Switching perspective: Comparing ground-level and bird’s-eye views for bees navigating clutter

  1. Neurobiology, Faculty of Biology, Bielefeld University, 33615 Bielefeld, Germany
  2. School of Public Health and Department of Business Administration and Economics, Bielefeld University, 33615 Bielefeld, Germany
  3. Research Center on Animal Cognition (CRCA), Center for Integrative Biology (CBI); CNRS, University Paul Sabatier - Toulouse III, 31062 Toulouse, France

Peer review process

Not revised: This Reviewed Preprint includes the authors’ original preprint (without revision), an eLife assessment, public reviews, and a provisional response from the authors.

Read more about eLife’s peer review process.

Editors

  • Reviewing Editor
    Gordon Berman
    Emory University, Atlanta, United States of America
  • Senior Editor
    Claude Desplan
    New York University, New York, United States of America

Reviewer #1 (Public Review):

Summary:

In this paper, the authors aimed to test the ability of bumblebees to use bird-view and ground-view for homing in cluttered landscapes.

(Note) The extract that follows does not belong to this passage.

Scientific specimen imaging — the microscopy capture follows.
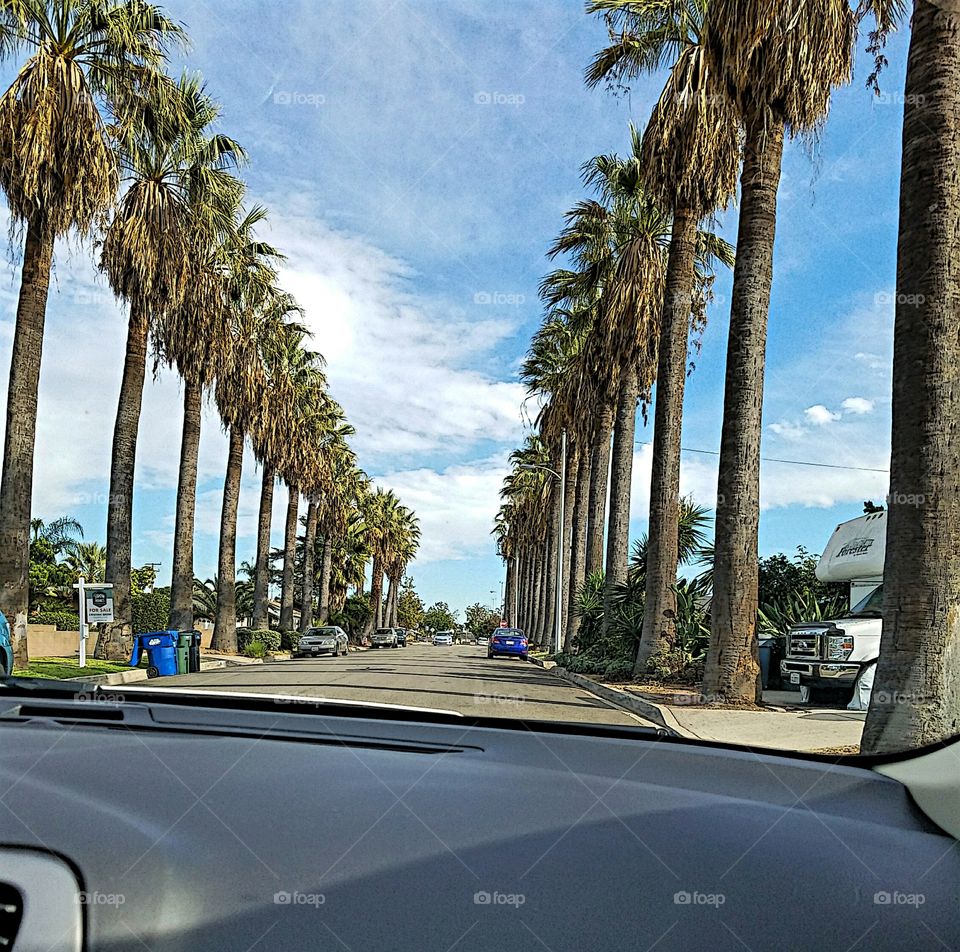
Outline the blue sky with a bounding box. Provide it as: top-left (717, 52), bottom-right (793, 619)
top-left (0, 0), bottom-right (907, 609)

Using modelling and behavioural experiments, the authors showed that bumblebees rely most on ground-views for homing.

Strengths:

The behavioural experiments are well-designed, and the statistical analyses are appropriate for the data presented.

Weaknesses:

Views of animals are from a rather small catchment area.

Missing a discussion on why image difference functions were sufficient to explain homing in wasps (Murray and Zeil 2017).

The artificial habitat is not really 'cluttered' since landmarks are quite uniform, making it difficult to infer ecological relevance.

Reviewer #2 (Public Review):

Summary:

In a 1.5m diameter, 0.8m high circular arena bumblebees were accustomed to exiting the entrance to their nest on the floor surrounded by an array of identical cylindrical landmarks and to forage in an adjacent compartment which they could reach through an exit tube in the arena wall at a height of 28cm. The movements of one group of bees were restricted to a height of 30cm, the height of the landmark array, while the other group was able to move up to heights of 80cm, thus being able to see the landmark array from above.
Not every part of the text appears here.